Oz spalancò gli occhi. Di ciò che aveva sognato rimanevano solo delle mani insanguinate, dei corridoi cupi, poi la luce. Tentò di ricordare, ma è difficile ricordare i sogni. Forse era meglio non ricordare. Senza rendersene conto, era rimasto senza alcun ricordo del sogno, se non una melodia che continuava a martellargli la testa. Non sapeva descriverla; più che un suono, sembrava qualcosa di concreto. Era come se dentro di lui vivesse quella lunga, struggente melodia.

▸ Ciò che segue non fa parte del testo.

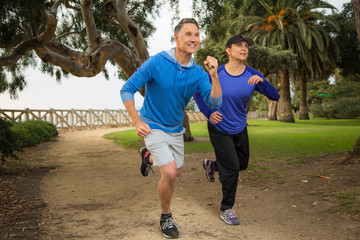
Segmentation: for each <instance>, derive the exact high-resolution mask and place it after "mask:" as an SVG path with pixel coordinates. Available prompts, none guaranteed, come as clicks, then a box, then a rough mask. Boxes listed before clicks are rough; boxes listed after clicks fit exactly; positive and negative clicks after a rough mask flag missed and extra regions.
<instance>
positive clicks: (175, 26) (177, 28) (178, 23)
mask: <svg viewBox="0 0 360 240" xmlns="http://www.w3.org/2000/svg"><path fill="white" fill-rule="evenodd" d="M185 23H193V24H195V25H196V27H197V28H199V24H198V23H197V21H196V20H195V19H194V18H183V19H181V20H180V22H179V23H178V24H177V25H176V26H175V29H174V32H175V33H176V34H179V32H180V31H181V29H182V27H183V25H184V24H185Z"/></svg>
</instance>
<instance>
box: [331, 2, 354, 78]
mask: <svg viewBox="0 0 360 240" xmlns="http://www.w3.org/2000/svg"><path fill="white" fill-rule="evenodd" d="M334 17H335V19H336V20H337V21H338V22H339V24H340V31H335V32H334V31H331V29H328V31H331V34H333V35H334V36H335V41H336V43H337V45H338V48H339V51H340V56H339V62H338V67H339V68H340V69H341V72H340V74H341V75H342V76H344V77H349V76H350V75H354V76H357V79H359V77H360V48H358V43H357V41H356V36H357V33H356V29H355V21H354V11H353V8H352V6H351V2H349V3H345V4H344V6H343V10H342V12H341V13H338V14H335V15H334Z"/></svg>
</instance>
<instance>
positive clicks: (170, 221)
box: [162, 218, 175, 229]
mask: <svg viewBox="0 0 360 240" xmlns="http://www.w3.org/2000/svg"><path fill="white" fill-rule="evenodd" d="M174 226H175V223H174V222H173V219H172V218H167V219H166V220H165V223H164V225H163V226H162V229H167V228H172V227H174Z"/></svg>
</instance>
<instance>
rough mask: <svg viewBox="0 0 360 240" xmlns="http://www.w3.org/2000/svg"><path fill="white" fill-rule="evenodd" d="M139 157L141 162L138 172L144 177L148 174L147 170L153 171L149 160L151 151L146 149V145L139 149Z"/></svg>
mask: <svg viewBox="0 0 360 240" xmlns="http://www.w3.org/2000/svg"><path fill="white" fill-rule="evenodd" d="M139 154H140V157H141V163H140V172H141V174H142V175H143V176H144V177H146V176H148V175H149V171H150V170H151V171H152V172H153V173H154V171H153V170H152V168H151V165H152V164H151V163H150V161H149V159H150V155H151V153H150V152H149V151H148V150H147V148H146V147H143V148H141V149H140V152H139Z"/></svg>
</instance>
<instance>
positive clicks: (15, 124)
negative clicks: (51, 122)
mask: <svg viewBox="0 0 360 240" xmlns="http://www.w3.org/2000/svg"><path fill="white" fill-rule="evenodd" d="M11 130H12V131H13V132H15V133H16V134H17V135H18V143H19V145H20V146H21V147H22V148H24V147H31V146H36V145H38V144H40V143H41V142H46V141H50V140H52V138H53V137H55V136H57V135H58V131H57V129H56V127H55V126H54V125H53V124H51V123H48V122H43V121H39V120H29V121H26V122H21V123H16V124H14V125H13V126H12V127H11Z"/></svg>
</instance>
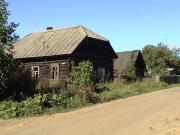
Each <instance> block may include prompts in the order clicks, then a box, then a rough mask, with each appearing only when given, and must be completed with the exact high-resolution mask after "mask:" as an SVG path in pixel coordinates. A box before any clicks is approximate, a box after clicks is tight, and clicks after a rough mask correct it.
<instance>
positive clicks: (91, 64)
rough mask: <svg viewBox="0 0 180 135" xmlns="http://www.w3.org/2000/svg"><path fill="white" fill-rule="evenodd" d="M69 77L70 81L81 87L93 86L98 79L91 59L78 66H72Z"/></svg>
mask: <svg viewBox="0 0 180 135" xmlns="http://www.w3.org/2000/svg"><path fill="white" fill-rule="evenodd" d="M69 77H70V83H72V84H75V85H79V86H80V87H91V86H92V85H94V84H95V81H96V75H95V72H94V69H93V66H92V63H91V62H90V61H83V62H80V63H79V64H78V66H74V67H72V70H71V73H70V75H69Z"/></svg>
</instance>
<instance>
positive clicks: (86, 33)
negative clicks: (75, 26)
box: [79, 25, 88, 37]
mask: <svg viewBox="0 0 180 135" xmlns="http://www.w3.org/2000/svg"><path fill="white" fill-rule="evenodd" d="M79 28H80V29H81V30H82V32H83V33H84V35H85V36H86V37H88V34H87V33H86V31H85V29H84V28H85V27H84V26H82V25H79Z"/></svg>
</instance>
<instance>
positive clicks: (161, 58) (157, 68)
mask: <svg viewBox="0 0 180 135" xmlns="http://www.w3.org/2000/svg"><path fill="white" fill-rule="evenodd" d="M142 54H143V57H144V60H145V62H146V65H147V69H148V71H150V72H151V74H152V75H155V74H159V75H163V74H164V73H165V70H166V68H167V67H172V68H173V67H176V66H177V65H178V61H179V59H178V56H177V55H176V54H175V53H174V52H173V50H171V49H170V48H168V46H167V45H165V44H163V43H159V44H157V46H155V45H147V46H145V47H144V48H143V50H142Z"/></svg>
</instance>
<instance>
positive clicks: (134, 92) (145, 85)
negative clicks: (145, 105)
mask: <svg viewBox="0 0 180 135" xmlns="http://www.w3.org/2000/svg"><path fill="white" fill-rule="evenodd" d="M176 86H180V84H179V85H178V84H176V85H168V84H166V83H164V82H160V83H156V82H154V81H153V80H151V79H146V80H144V81H142V82H133V83H129V84H125V83H123V82H121V81H119V80H115V81H114V82H112V83H107V84H100V85H99V86H98V87H99V89H104V91H102V92H98V93H97V96H98V97H99V98H100V101H101V102H104V101H111V100H114V99H119V98H127V97H130V96H135V95H140V94H143V93H148V92H153V91H156V90H160V89H165V88H170V87H176Z"/></svg>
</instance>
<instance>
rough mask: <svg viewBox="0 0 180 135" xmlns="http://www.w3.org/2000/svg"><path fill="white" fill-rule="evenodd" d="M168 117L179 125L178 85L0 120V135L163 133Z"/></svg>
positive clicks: (48, 134) (173, 131)
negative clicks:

   Oz scosse la testa, poi si alzò in fretta, tanto da far scivolare le lenzuola per terra. Quando poggiò i piedi per terra, il pavimento era gelido; finalmente Oz si destò del tutto. Più lucido, si stiracchiò e si avvicinò alla finestra. La melodia continuava ad intonarsi dentro di lui. Oz spalancò la finestra e la tenda si mosse attorno a lui come un sipario. Tutto il mondo spazzò via la melodia che assaliva Oz. Come se Oz avesse dimenticato per la prima volta.
 
*
 
tengo molto alla dinamica e alla storia di jack, lacie e oswald e non posso credere di non aver mai scritto qualcosa su di loro. allora ho deciso di rimediare, concentrandomi su jack per poter delineare il rapporto che lui, lacie e oswald hanno; un lavoro difficile, di cui però sono contenta. inizialmente dovevo dare più spazio ad oz, ma ho optato per renderlo uno spettatore, piuttosto che un protagonista effettivo della ff. PER QUANTO AMI PH DA ANNI SENZA CEDIMENTI anche la memoria ha un limite e spero di non aver fatto macelli con il canon. diciamo che, dove ho descritto scene riprese dal manga, mi sono data all'introspezione per togliermi di dosso il problema. inoltre è appurato che i baskerville debbano per forza stare all'ombra, dato che si vestono di nero anche con quaranta gradi. 
ho impiegato mesi a trovare la voglia di scrivere e completare questa ff, ma era da tempo che non ero soddisfatta di ciò che scrivevo. è una bella sensazione. ed era da tempo che non scrivevo né pubblicavo qualcosa. ora che pubblico qualcosa, posso ritornare a dire: grazie per avere letto!